Cette formation initiale serait d’autant plus importante que les étudiants des écoles vétérinaires ont des origines et antécédents avec les animaux variés : plus urbains, animaux dans l’enfance etc. (Langford, 2010), et donc des connaissances de base du comportement des animaux et de la façon dont il faut interagir avec eux variables également. Ainsi, une meilleure connaissance des bases du comportement canin et félin et des bases d’éducation semble utile d’une part pour en parler aux propriétaires et ainsi améliorer un des aspects prépondérants impliqués dans la dégradation d’une relation animal-propriétaire. D’autre part, ce type de connaissances semblent également à même de permettre une approche de la consultation plus sereine : moins de conflits avec l’animal et donc une consultation plus apaisée pour le propriétaire comme le vétérinaire, moins d’accidents également si le praticien sait repérer des signes subtils de stress, de peur voire de menace. Pour cela, avoir la possibilité de proposer aux étudiants une relation physique avec des animaux non-malades, voire une relation d’élevage serait particulièrement profitable dans leur appréhension de la relation Hommes-Animaux.
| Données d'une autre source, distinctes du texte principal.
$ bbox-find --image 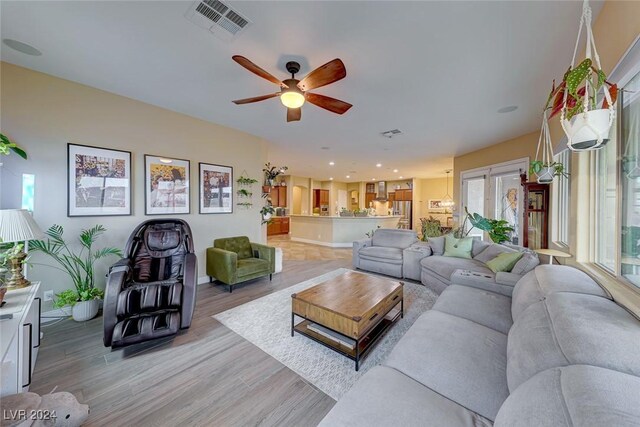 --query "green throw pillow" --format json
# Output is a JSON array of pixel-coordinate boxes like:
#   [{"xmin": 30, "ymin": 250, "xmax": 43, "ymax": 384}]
[
  {"xmin": 487, "ymin": 252, "xmax": 524, "ymax": 273},
  {"xmin": 443, "ymin": 234, "xmax": 473, "ymax": 258}
]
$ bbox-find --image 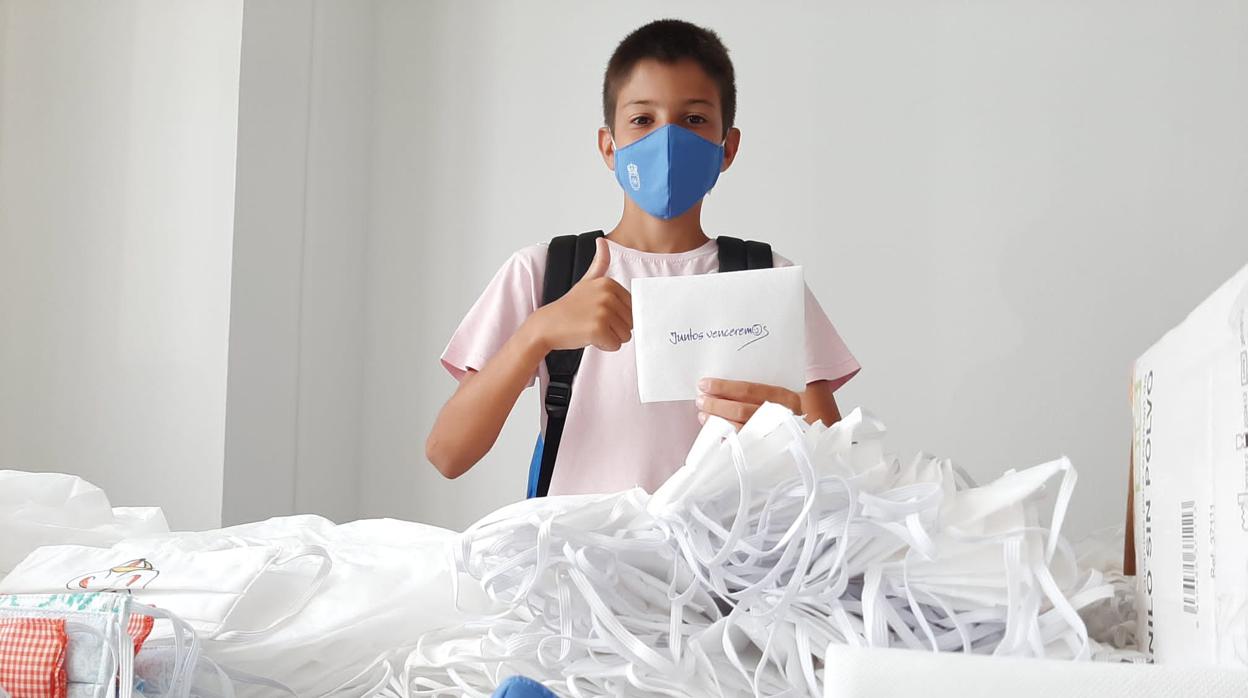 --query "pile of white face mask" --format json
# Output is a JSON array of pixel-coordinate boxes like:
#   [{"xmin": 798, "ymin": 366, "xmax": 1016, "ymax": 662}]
[{"xmin": 406, "ymin": 405, "xmax": 1113, "ymax": 696}]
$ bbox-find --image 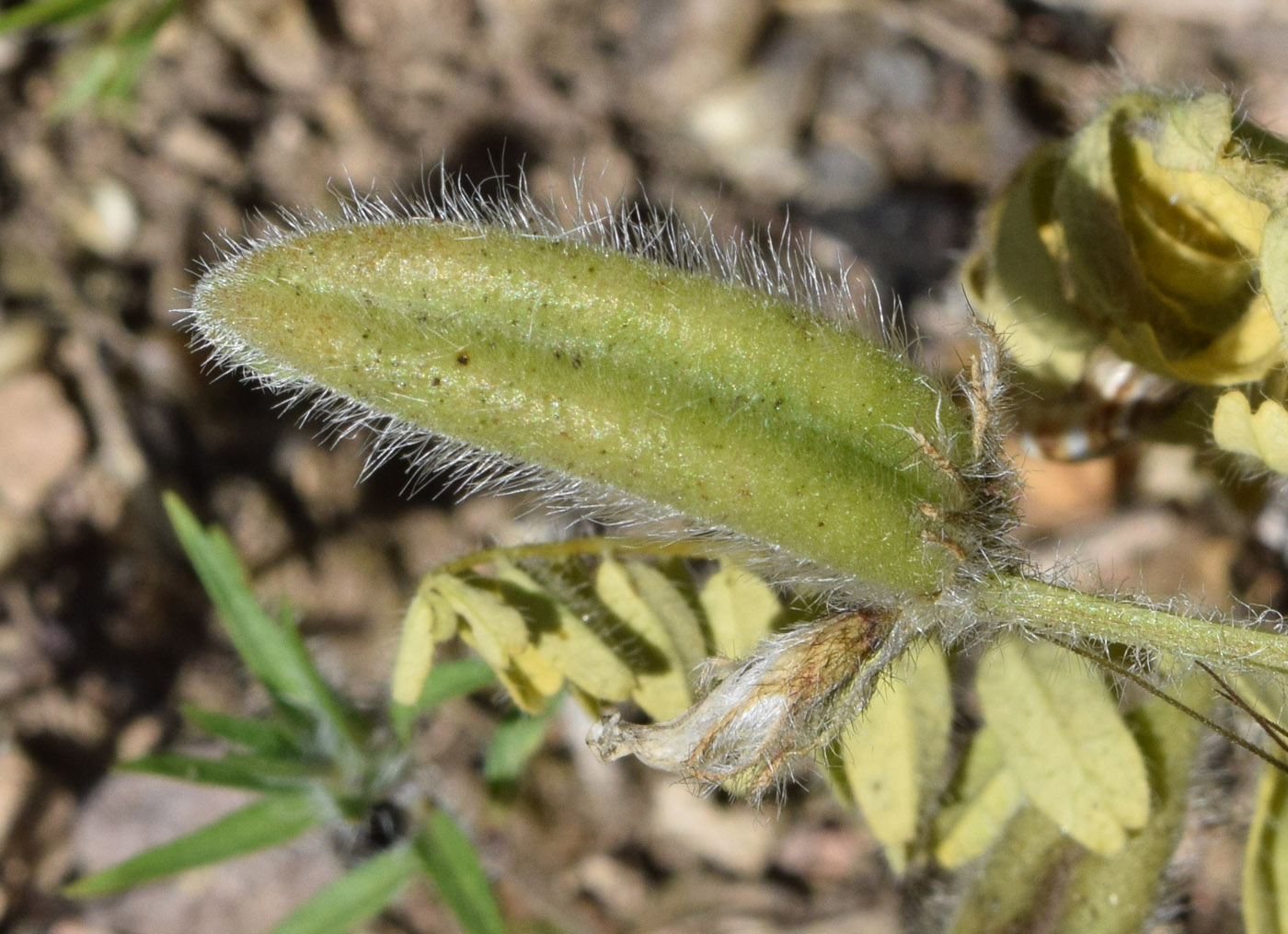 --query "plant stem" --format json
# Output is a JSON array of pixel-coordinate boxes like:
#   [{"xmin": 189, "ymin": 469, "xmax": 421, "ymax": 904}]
[{"xmin": 976, "ymin": 574, "xmax": 1288, "ymax": 671}]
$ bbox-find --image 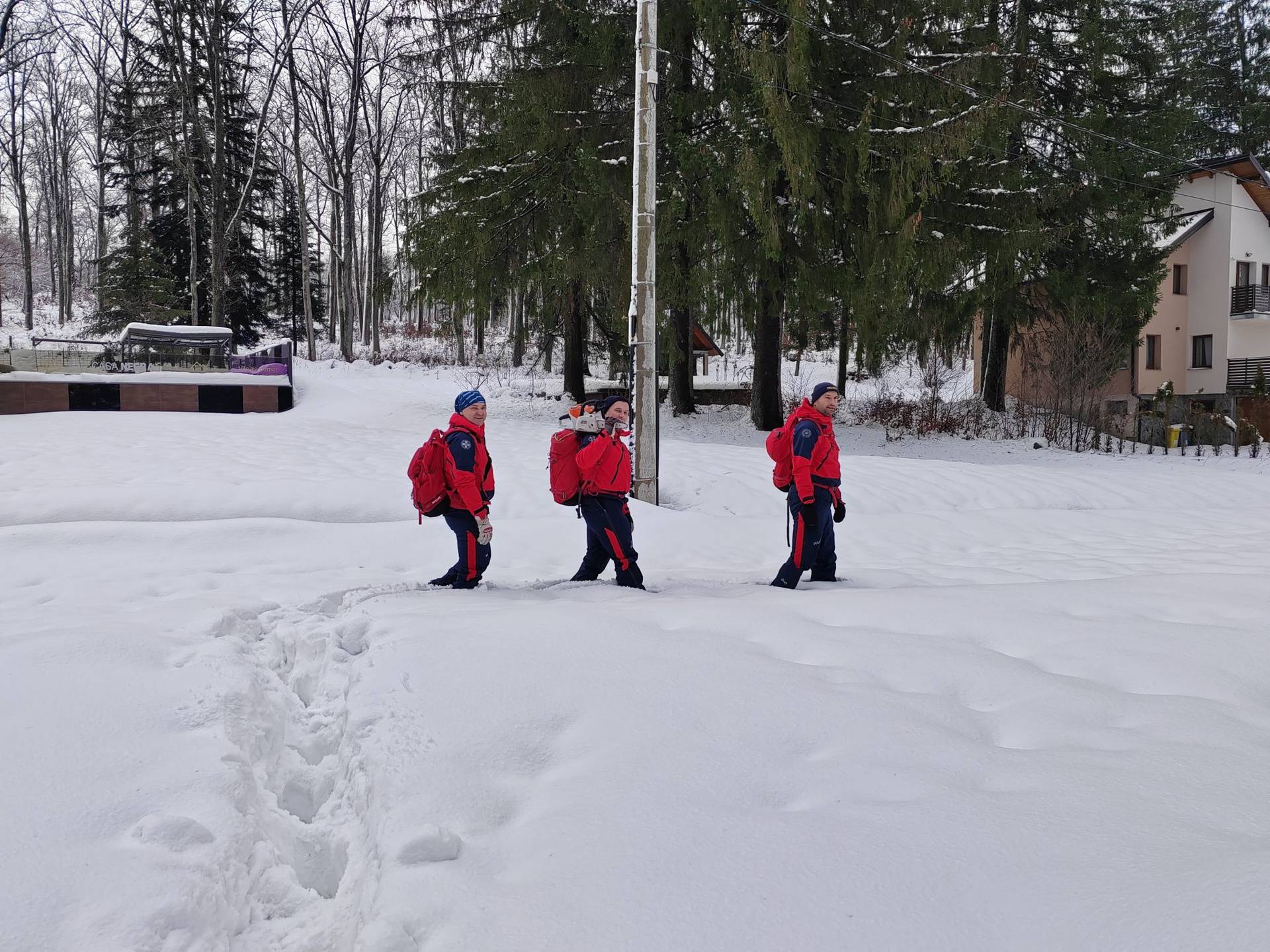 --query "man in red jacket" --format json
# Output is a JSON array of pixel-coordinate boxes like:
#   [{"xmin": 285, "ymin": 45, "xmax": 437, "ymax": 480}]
[
  {"xmin": 570, "ymin": 396, "xmax": 644, "ymax": 589},
  {"xmin": 772, "ymin": 383, "xmax": 847, "ymax": 589},
  {"xmin": 428, "ymin": 389, "xmax": 494, "ymax": 589}
]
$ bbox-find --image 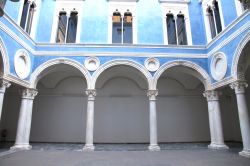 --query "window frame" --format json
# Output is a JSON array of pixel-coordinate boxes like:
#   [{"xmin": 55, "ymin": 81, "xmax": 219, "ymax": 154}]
[
  {"xmin": 200, "ymin": 0, "xmax": 225, "ymax": 43},
  {"xmin": 161, "ymin": 1, "xmax": 193, "ymax": 46},
  {"xmin": 108, "ymin": 1, "xmax": 137, "ymax": 44},
  {"xmin": 50, "ymin": 0, "xmax": 84, "ymax": 44}
]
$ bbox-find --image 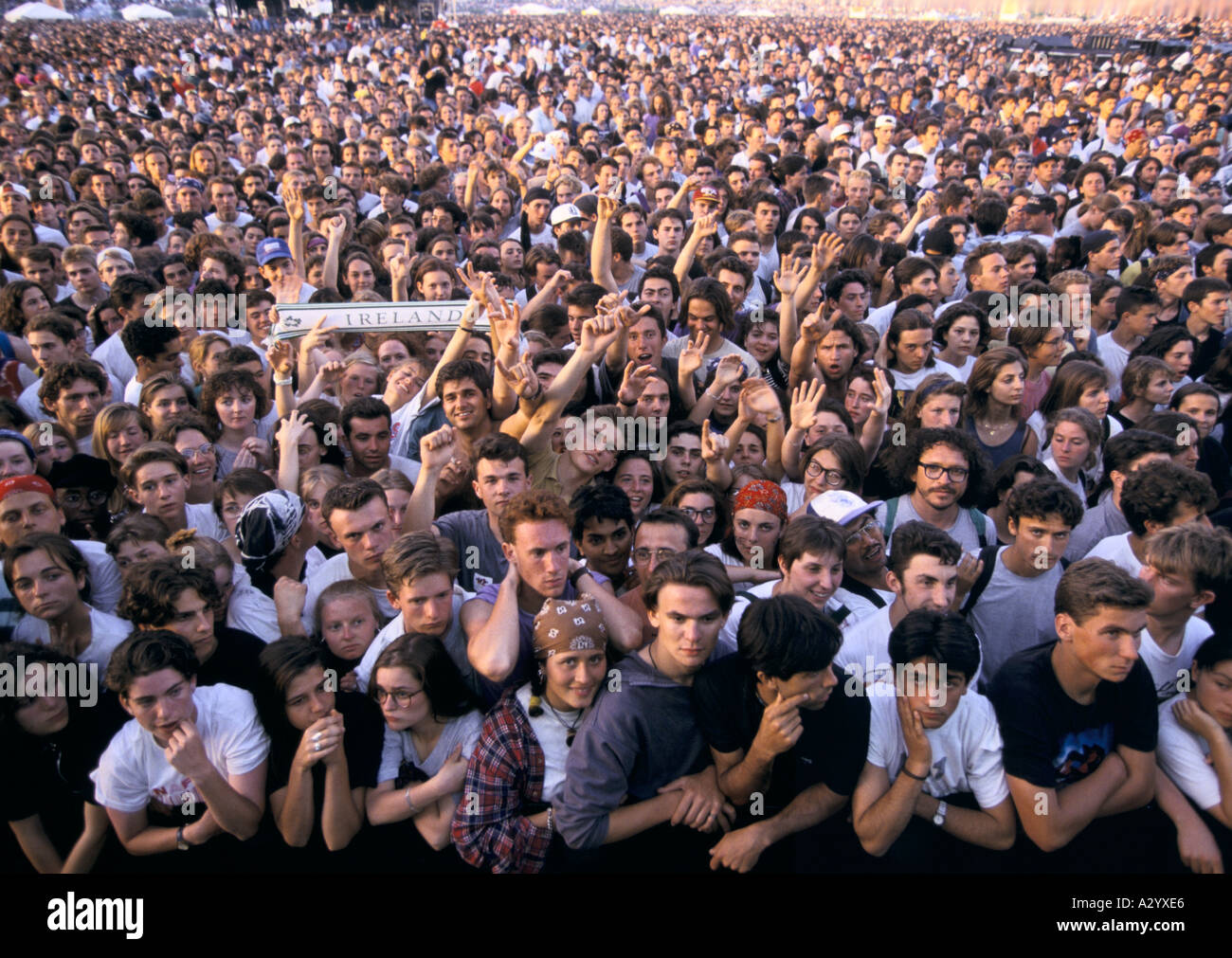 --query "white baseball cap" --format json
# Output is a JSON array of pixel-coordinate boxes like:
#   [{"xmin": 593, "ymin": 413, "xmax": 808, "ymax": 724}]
[{"xmin": 808, "ymin": 489, "xmax": 884, "ymax": 526}]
Vivre et interagir avec des animaux me semblent être le meilleur moyen d’appréhender leur comportement et leur relation à l’être humain, pour ensuite être capable d’en parler.

Ainsi, l’enseignement vétérinaire doit permettre, d’une part, aux étudiants d’être préparés et conscients de la réalité des attentes de leur future profession, et d’autre part de former des professionnels capables de répondre à ce que la société attend des vétérinaires. Une évolution favorable est engagée et devrait permettre, à terme, une relation apaisée entre la profession vétérinaire et la société, de manière générale comme en consultation. C’est une nécessité dans le contexte décrit précédemment de débat social mais également compte tenu de la pression ressentie par une grande partie des professionnels, les conduisant à un mal-être inquiétant.